まずは、Codespaces環境の画面が以下のようになっていることを確認してください。この状態であれば、Streamlitアプリケーションを起動する準備ができています。

codespaces set up

通常、開発を行う際には以下の3つのステップが必要です。

  1. uvのインストール: 前述したuvを扱えるようにインストールします。

  2. プロジェクトの依存関係をインストール: プロジェクトを動かすために必要な「部品(ライブラリ)」をまとめてインストールします。具体的には、pyproject.tomluv.lockというファイルに記載された情報に基づいて、uv syncコマンドを使って一度にインストールします。

  3. 仮想環境の有効化: 作成した独立した「作業スペース」を実際に使える状態にします。これにより、このプロジェクト専用にインストールされた部品だけが使われるようになります。

しかし、今回は.devcontainer/devcontainer.jsonという設定ファイルにより、これらの準備が自動で行われるようになっています。

それではアプリケーションを起動してみましょう。

以下のコマンドを実行すると、Home.pyに記述してあるStreamlit用のアプリケーションが起動し、ブラウザでアプリケーションを表示するためのURLが表示されます。Codespaces環境では、自動的にポートフォワーディングが設定され、ブラウザでアプリケーションを開くことができます。

streamlit run Home.py

コマンド実行画面

streamlit run

アプリケーション画面

streamlit run

新たなコマンド操作をする際には、アプリケーションの実行を停止する必要があります。

アプリケーションの実行を停止したい場合は、コマンドを入力するターミナル画面でCtrl+Cを押してください。

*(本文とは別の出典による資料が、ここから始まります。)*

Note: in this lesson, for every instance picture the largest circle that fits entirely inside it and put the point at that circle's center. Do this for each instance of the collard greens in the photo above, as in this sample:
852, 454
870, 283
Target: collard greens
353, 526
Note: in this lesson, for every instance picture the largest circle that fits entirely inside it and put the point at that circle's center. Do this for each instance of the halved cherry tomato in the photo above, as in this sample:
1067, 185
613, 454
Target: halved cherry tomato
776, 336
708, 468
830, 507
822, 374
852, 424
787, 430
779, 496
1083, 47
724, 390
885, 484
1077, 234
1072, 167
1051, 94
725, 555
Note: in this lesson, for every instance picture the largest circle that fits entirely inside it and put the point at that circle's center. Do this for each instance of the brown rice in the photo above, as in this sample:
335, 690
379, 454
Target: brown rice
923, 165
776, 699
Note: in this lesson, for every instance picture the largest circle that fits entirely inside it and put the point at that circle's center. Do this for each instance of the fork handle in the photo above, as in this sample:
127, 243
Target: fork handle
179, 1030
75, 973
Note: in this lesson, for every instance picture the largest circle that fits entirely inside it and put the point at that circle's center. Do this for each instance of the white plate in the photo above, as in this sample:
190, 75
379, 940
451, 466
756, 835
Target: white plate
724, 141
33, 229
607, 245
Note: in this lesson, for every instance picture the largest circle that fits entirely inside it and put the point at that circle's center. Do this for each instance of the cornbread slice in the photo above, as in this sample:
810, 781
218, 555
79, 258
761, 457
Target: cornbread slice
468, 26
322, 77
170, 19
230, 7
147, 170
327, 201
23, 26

次章へ進む前に一度、アプリケーションを停止しておきましょう。

振り返りと次のステップ

ここまでの作業で、ローカル環境への複雑なインストール作業をせずに、ブラウザ上でコードを書ける環境が整いました。

今回完了した項目:

  • GitHub Codespacesでの開発環境起動
  • uvパッケージマネージャーの基本概念の理解
  • Streamlitアプリケーションの初回起動

次章では、Claude Codeを使ってコードの理解を深めます。ターミナルへの恐怖心を克服しながら、AI開発パートナーとの対話を通じてプログラミングを進めていきます。